The original novel was set in Manchester and the film is an Irish co-production with Australia and the UK. When producers couldn’t raise finance out of the UK, they decided to look at other cities, including Dublin. While the leads are English and American, the movie’s supporting cast, including Pat Shortt, Olwen Fouere and Amy Molloy, are Irish.
“We really investigated what it could be,” said Hyde. I just felt there was such an opportunity, the kind of characters that we had in the story fit so well into Dublin. And then Dublin shifted the story and the style of it quite a lot.
“There was something about the stories of the girls in the film that felt like they could be in many cities around the world. But I must admit that when we chose to move it to Ireland it was an exciting, expansive kind of move where I’m trying to tap into who those women were in this city and what sort of city we wanted to put on the screen.

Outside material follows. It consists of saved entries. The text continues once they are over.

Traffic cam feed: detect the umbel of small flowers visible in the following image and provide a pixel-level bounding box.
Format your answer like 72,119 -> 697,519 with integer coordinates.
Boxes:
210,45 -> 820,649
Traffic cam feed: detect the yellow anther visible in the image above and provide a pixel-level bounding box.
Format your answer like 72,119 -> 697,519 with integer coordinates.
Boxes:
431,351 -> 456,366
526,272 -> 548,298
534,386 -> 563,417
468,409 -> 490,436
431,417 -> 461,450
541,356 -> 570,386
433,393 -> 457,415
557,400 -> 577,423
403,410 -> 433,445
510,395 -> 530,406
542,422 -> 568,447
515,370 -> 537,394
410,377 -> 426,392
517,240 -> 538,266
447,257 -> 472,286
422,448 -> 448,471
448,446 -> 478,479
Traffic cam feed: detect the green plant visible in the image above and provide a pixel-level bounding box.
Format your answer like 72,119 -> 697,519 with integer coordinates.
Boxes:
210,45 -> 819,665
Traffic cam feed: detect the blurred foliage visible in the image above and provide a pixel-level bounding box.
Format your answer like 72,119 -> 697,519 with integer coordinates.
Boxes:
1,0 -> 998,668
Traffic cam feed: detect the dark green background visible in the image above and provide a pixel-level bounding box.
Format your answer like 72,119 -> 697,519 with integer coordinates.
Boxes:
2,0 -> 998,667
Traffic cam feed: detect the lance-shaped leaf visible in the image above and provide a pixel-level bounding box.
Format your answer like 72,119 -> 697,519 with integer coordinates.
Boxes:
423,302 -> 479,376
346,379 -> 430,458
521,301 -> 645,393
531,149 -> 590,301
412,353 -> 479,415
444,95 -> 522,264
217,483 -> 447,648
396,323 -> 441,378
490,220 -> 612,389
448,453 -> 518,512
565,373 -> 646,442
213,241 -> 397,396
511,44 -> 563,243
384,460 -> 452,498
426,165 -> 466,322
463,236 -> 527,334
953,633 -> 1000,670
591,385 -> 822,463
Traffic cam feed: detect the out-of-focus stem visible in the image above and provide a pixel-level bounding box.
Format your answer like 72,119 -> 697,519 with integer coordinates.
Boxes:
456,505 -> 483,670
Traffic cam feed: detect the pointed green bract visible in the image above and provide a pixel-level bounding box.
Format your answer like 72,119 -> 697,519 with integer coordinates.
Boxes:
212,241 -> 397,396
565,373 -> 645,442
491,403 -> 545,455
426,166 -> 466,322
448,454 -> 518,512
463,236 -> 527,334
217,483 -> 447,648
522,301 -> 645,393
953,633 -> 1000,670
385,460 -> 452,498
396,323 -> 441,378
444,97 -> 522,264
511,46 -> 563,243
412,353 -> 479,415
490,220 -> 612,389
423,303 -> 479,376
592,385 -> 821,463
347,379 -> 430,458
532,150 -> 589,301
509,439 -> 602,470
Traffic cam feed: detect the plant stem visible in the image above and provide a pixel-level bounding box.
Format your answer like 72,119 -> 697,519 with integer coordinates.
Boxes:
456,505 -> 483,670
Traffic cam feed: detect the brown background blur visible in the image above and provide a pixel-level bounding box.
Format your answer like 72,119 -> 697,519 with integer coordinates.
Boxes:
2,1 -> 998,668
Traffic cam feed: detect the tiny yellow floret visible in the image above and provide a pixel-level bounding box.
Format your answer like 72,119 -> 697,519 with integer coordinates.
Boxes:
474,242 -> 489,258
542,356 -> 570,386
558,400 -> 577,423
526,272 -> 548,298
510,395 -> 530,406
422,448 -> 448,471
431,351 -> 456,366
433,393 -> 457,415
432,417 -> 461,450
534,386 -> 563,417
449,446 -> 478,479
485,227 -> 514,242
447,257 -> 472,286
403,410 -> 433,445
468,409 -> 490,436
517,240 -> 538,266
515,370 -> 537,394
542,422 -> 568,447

“How Ireland changed the film was really interesting — visually it changed it a lot. Certain scenes were transformed and the literary aspect of it came to the surface which was already there in the novel. The drinking culture is more specifically Irish than it would have been, these things that become very specific to the place. Is it an Irish film? It certainly has a lot of Irish influence.”
Like US hit Bridesmaids,Animals places focus on the sometimes obsessive nature of female friendship — Tyler feels threatened by her friend’s new relationship and writing ambitions.
“They’re very complicated friendships, women’s friendships, and they’re not really looked at,” agreed Hyde.
“And there are a few notable exceptions like Bridesmaids. But there are not many when you really look around.
“And yet female friendship in your life is so big. It’s like your relationship with your mother — beautiful, wonderful, dark. obsessive, co-dependent, all of those things. I think we’re fixated in our world on the narrative of romance. So it was really wonderful to look at a story about somebody that was super important, a relationship that was very meaningful in somebody’s life without it needing to go forever or without feeling like it’s a failure because it ends. And I think we all have those friendships.”
Hyde came to the fore as a filmmaker with the movie 52 Tuesdays and the TV series Fucking Adelaide, but Animals is giving her momentum internationally and has been well reviewed on the festival circuit.
She recently completed a series called The Hunting, which looks at the issue of teenagers sharing explicit photos of each other online, which will screen soon on UK TV.
She has fond memories of filming in Ireland — despite the best efforts of the Beast From the East scuppering production.
“It was freezing, the Beast From the East came in and shut the city down in the last few days of preproduction so we missed a whole lot of stuff. Everyone shut down but the cast and I did quite a lot of rehearsals and they were absolute troopers. They would trek through the snow to get to me, or I would go to them because no one would drive anywhere. We all maintained something through that time.
"It was an extraordinary pleasure. You get to really fall in love with a city when you’re looking at it through your own filmmakingeyes.”